Sequences that have a limit are said to converge. Obviously, 2 and 3 don’t converge (infinity is not a number, at least for these purposes.) 1 and 4 converge to 0. And 5? If it’s a sequence of reals, it has the limit SQ. If it’s a sequence of rationals, it has no limit, because there is no rational number equal to SQ. So it does or doesn’t converge, depending.

But it’s unsatisfying to say that sometimes 5 is like 2 and 3, because obviously it has a lot in common with 1 and 4. For one thing, its members get closer and closer together, even if they don’t eventually go somewhere specific. So let’s find a way to make that precise:

A sequence is called a Cauchy (pronounced Coh-she) sequence if and only if for any positive number e, no matter how small, if you go far enough out, all the members of the sequence are no further away from each other than e. That’s very similar to our definition of convergence. The only real difference is that it doesn’t mention a limit.

Obviously, any sequence that converges is Cauchy.

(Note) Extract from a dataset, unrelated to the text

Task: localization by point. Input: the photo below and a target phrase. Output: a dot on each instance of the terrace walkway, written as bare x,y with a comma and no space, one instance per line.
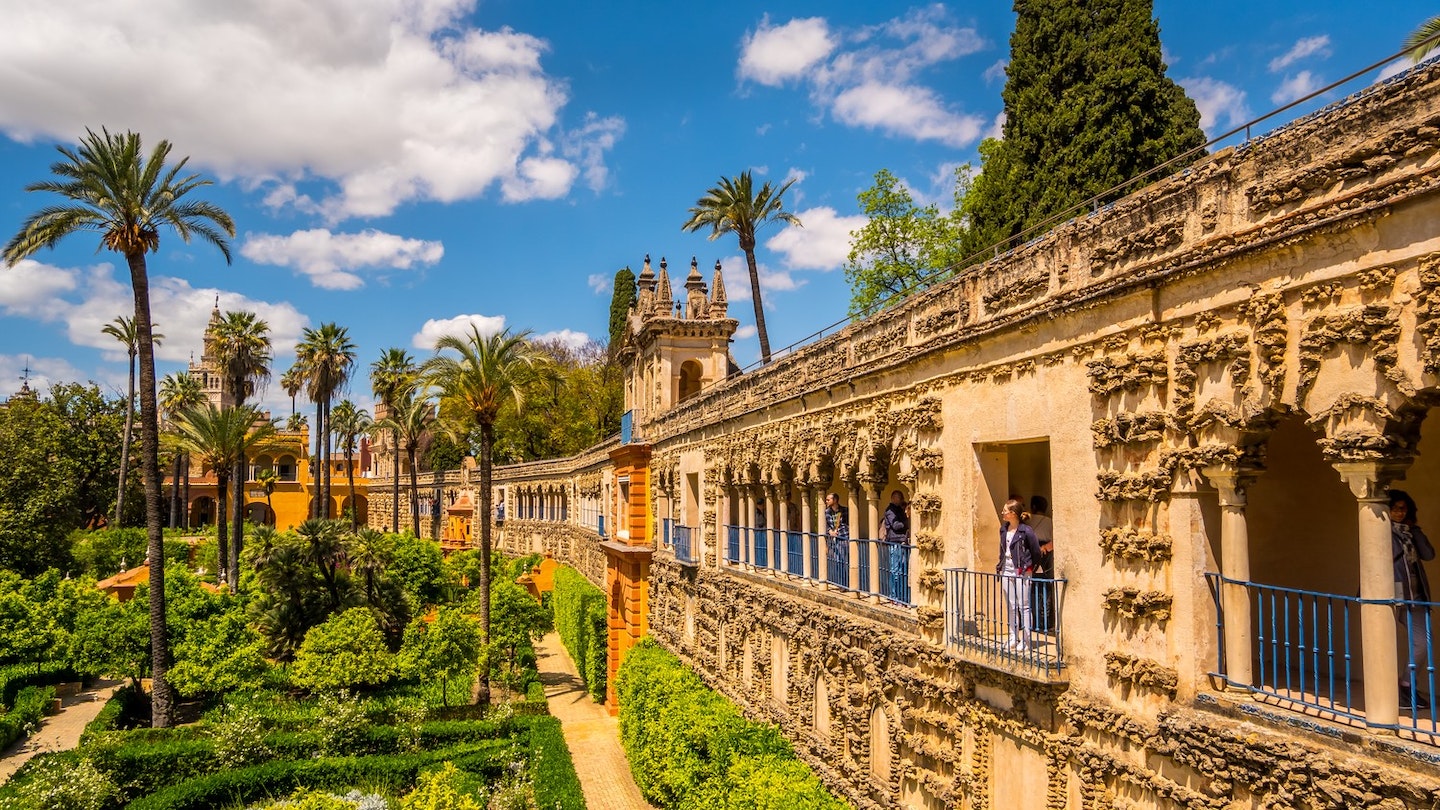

Choose an e: if you go far enough out, the members are no further away from the limit than e/2, so they’re no further away from each other than e. 2 and 3 aren’t Cauchy, since as far as you go out, there are member of 3 that are 2 units apart and members of 2 that are as far apart as you like. 5 is Cauchy even if it’s a sequence of rationals.

When you think about it, “numbers can get closer and closer together but not go to some limit” is a pretty good definition of a hole. In fact, the alternate definition of completeness we’ve been working towards is:

C1′: All Cauchy sequences converge.

And this applies to all fields, because it doesn’t mention ordering. So we can ask about our other favorite fields.

• The complex numbers are complete. An easy way to see this is that a Cauchy sequence has to be Cauchy in both its real and imaginary parts, so each of them will have a limit, and their sum will be the limit of the sequence as a whole.
• Finite fields are complete, for a pretty silly reason. The only way a sequence of numbers from a finite field can be Cauchy is if it’s eventually constant, repeating the same number over and over like
  • 3,4,1,0,3,3,3,3,3,3,…

  And, in that case, it has a limit: the constant value. Thus finite fields are, trivially, complete.

This completes (so to speak) our survey of fields. Next time, instead of just talking about them, we’ll see how to make one.

UPDATE (since the original version of the Exercise was incorrect)
Exercise: Prove that, in an ordered field, C1 implies C1′.